In This “Most Wonderful Time of the Year,” Take Time for You and Yours

Lesley Schultz • December 2021String Section • December 18, 2021

With “back to normal” in full force around a good portion of the world, this upcoming holiday/winter season seems much more chaotic than in the past. The concerts are back on, traditions in full force, this party, that party, this staff gathering, outside gigs for your run out groups and more. 

Rebuilding and improving the traditions of your program are important, but all of us need to take stock that this is a new normal. All programs are now seeing the relative chaos of the last year or so. We have discovered (some to our dismay) that our grand plans are getting derailed, having to scale back, take more time, reteach, work harder to keep students, all while the community and administration expectations continue to be as high or higher than pre-pandemic. Teacher burnout and anxiety looks a little different for us, but it is still a very real thing. Do not ignore it, and seek support if you need it. 

We know where we were with our pre-pandemic programs, and we know we aren’t where we were (if you are, then kudos to you). This series of concerts is usually the best attended of the year, with the community, alumni and all the administration in attendance besides sometimes being streamed, or on local TV. This is the year to welcome everyone back, maybe share warm-hearted stories of student perseverance through the pandemic, and make sure everyone has a positive experience. It is okay to choose music where you know your students will be successful and have a successful performance. We are lucky that in most cases we get to choose the standard our students should meet, and the flexibility to choose the instructional material to meet those goals. Maybe this is the year to choose that exceptionally cheesy Christmas selection with all the crazy toys and get your admin to join in! This is also the year that if there was a particular tradition you didn’t care for, to change up that tradition with a new one.  
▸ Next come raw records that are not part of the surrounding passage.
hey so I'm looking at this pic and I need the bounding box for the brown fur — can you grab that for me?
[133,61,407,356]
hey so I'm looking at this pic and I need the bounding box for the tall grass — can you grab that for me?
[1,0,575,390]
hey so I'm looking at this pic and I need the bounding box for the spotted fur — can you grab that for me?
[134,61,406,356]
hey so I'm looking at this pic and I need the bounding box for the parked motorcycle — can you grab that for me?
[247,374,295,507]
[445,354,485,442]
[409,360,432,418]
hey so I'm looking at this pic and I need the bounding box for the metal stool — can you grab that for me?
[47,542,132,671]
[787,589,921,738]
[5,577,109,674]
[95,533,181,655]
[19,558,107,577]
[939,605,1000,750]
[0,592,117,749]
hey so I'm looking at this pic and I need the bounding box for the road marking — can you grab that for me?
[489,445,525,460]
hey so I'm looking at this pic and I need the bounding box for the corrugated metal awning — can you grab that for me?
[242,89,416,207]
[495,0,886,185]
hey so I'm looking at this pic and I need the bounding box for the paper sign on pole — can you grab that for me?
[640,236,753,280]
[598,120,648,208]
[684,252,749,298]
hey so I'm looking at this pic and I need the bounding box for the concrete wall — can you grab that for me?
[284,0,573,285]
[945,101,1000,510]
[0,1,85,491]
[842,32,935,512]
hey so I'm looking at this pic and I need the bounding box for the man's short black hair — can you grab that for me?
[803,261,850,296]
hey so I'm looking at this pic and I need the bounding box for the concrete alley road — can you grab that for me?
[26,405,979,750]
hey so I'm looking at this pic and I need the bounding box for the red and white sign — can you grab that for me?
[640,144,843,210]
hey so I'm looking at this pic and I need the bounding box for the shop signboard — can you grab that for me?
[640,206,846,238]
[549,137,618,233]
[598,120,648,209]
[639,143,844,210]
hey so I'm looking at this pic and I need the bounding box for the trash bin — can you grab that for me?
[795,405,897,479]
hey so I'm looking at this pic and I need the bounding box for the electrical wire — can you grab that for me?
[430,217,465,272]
The most important piece we as a teaching profession need to learn is to separate ourselves from school. Your own children will not be young forever, your parents/grandparents will not be around forever, other folks you care about and love. We pour so much of ourselves into teaching; it is a part of our identity, but there are other aspects to our identity as well. Take time for yourself, a hike in the woods with the snow, taking part in your hobby, doing something with your family. Unplug from school. We as teachers are not supposed to be on call 24-7. We aren’t paid that way, and in our line of teaching we give up more outside time than any other, and not all of us get paid for that time and expectations. You cannot give your program what it needs if you yourself are burnt out. The work will still be there, keep your deadlines of course, but if it isn’t done tonight because you are spending an evening with your grandmother, don’t stress about school. Enjoy your time.  

The season is fleeting. Don’t let it pass you by with regrets. Jackson Browne puts it best in his song “These Days” These days I seem to think a lot about the things that I forgot to do for you and all the times I had the chance to. Take those chances. Don’t forget about yourself. Don’t forget about your family. I hope everyone who reads this has a great holiday season, and a great entry into 2022!

Lesley Schultz currently teaches secondary general music and orchestra at Princeton City Schools (Cincinnati, OH). She earned her Bachelors of Music Education from West Virginia University and her Masters of Music Education from Ohio University. Lesley is a Level 2 Google Certified Educator. Lesley keeps an active performing schedule around the state of Ohio, performing with several regional symphonies on viola. She is a member of TI:ME (Technology In Music Education) and serves as the Ohio Chapter president and on the National Conference Committee. Lesley is a columnist for SBO Magazine. In her copious amounts of spare time, she enjoys knitting, watching West Virginia Mountaineer sports and spending time with her family and making TikToks about her cats.